Auch und gerade im „Big Room“ sollten selbst kleingewachsene Menschen eigentlich immer zumindest die Chance auf Bühnensicht haben. Das Zauberwort ist hier eine rundum laufende Galerie im ersten Stock, die dank eigener Bar und eigenen Toiletten im Treppenhaus überdies erfreulich autark ist.
Playgrounded
Wer ein Festival fast ohne Mikrofonständer befürchtet hatte (wegen Post Rock), wurde angenehm überrascht. Schließlich gehört cleaner, melodischer Gesang mit oft geradezu zum Mitsingen einladenden Refrains zu den Trademarks von Playgrounded, den überwiegend in den Niederlanden abgebildeten Griechen. Ihr Auftritt war daher ein ganz besonderes Vergnügen.
Oh Hiroshima
Die Schweden Oh Hiroshima haben letzthin von Napalm zu Pelagic Records hingemacht. Sie waren dieses Jahr schon Teepott der Woche bei uns (“All Things Shining“, 13/15). Und in der Tat gehört ihre Musik auch live dargeboten zum Majestätischsten, was in Hinsicht auf genaues Studium der eigenen Schuhe (Shoegaze, Symphonic Post Rock) wohl überhaupt möglich ist.
Hippotraktor
Mechelen’s Finest haben mit “Stasis” ebenfalls aktuelles Material am Start. Bei den sympathischen Belgiern schien dem Autor von allen Bands des Wochenendes die Balance zwischen Heaviness und Melodie am gelungensten. Zauberhaft!

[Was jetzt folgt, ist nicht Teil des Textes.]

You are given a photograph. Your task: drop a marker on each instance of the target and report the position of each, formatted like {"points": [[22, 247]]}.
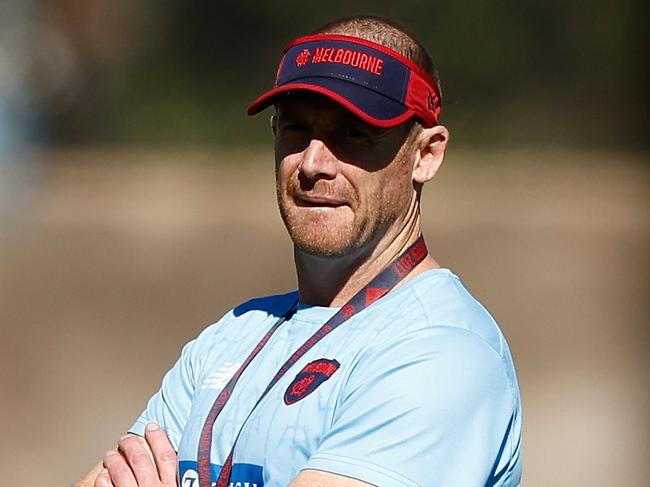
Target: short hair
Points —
{"points": [[385, 32]]}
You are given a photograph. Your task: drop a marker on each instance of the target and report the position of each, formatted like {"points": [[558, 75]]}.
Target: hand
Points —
{"points": [[138, 462]]}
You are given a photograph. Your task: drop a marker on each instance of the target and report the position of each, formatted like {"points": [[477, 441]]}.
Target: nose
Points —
{"points": [[318, 161]]}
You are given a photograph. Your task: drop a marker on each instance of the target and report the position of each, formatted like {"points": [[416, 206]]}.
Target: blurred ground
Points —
{"points": [[114, 259]]}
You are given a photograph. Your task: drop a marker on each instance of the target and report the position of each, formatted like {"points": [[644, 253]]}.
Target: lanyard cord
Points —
{"points": [[375, 289]]}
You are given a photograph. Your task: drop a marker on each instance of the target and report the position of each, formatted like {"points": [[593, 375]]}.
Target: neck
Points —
{"points": [[333, 281]]}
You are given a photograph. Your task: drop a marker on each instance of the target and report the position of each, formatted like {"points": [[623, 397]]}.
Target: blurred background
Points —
{"points": [[137, 205]]}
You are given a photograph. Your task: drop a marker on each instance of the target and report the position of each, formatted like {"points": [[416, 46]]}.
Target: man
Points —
{"points": [[381, 369]]}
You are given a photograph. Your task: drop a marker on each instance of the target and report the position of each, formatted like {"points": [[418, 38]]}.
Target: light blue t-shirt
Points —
{"points": [[418, 389]]}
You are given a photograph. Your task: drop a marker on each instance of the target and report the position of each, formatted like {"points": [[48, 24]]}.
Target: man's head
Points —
{"points": [[356, 135]]}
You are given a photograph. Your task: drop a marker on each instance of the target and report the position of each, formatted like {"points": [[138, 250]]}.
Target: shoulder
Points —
{"points": [[250, 314], [237, 329]]}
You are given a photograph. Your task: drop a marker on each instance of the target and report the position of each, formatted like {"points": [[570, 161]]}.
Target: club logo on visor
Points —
{"points": [[431, 100], [309, 378], [303, 58]]}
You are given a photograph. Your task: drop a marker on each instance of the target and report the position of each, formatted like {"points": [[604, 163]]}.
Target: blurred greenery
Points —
{"points": [[553, 73]]}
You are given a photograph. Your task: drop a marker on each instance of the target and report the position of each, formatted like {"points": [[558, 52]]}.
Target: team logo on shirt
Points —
{"points": [[309, 378]]}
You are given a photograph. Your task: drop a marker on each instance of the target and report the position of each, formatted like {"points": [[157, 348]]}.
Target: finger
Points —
{"points": [[163, 453], [103, 479], [138, 458], [119, 470]]}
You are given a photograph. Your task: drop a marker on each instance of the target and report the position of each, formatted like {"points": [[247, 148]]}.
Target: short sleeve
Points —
{"points": [[434, 408], [170, 406]]}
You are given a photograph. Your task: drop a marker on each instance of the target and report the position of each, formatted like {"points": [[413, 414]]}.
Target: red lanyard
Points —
{"points": [[375, 289]]}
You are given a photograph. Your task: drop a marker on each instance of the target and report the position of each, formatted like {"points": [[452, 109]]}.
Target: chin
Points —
{"points": [[323, 239]]}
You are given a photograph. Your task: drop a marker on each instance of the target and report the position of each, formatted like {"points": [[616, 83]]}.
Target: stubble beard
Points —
{"points": [[319, 236]]}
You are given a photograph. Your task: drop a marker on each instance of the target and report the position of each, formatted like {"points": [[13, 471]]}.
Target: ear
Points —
{"points": [[431, 143], [274, 124]]}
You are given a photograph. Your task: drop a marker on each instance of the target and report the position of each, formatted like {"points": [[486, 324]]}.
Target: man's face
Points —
{"points": [[341, 183]]}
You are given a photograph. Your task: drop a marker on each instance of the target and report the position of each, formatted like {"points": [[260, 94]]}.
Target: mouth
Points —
{"points": [[314, 201]]}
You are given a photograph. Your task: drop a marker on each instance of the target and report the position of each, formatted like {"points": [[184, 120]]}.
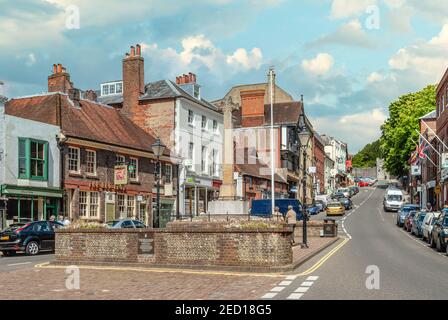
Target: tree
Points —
{"points": [[398, 132], [366, 158]]}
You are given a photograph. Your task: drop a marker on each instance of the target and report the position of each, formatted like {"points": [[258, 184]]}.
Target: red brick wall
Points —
{"points": [[252, 108]]}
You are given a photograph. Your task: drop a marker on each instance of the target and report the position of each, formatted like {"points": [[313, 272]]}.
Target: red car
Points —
{"points": [[363, 184]]}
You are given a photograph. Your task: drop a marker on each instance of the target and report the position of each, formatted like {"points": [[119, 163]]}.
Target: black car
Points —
{"points": [[31, 237], [347, 203]]}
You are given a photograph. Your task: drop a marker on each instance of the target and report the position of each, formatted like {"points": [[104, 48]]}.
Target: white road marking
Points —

Im inzwischen brechend vollem „Small Room“ fühlte sich der Körper allerdings heftig an die jüngst besuchte Sauna erinnert – und verhielt sich demgemäß.
A Swarm Of The Sun
Entsprechend schweißtriefend den großen Saal aufgesucht, wo die Schweden ASotS ihren ultralangsamen (Post) Doom zelebrierten. Der Kontrast zur (leicht sehnsüchtigen) Erinnerung an das Hochsommerwetter draußen war (zu) gewaltig.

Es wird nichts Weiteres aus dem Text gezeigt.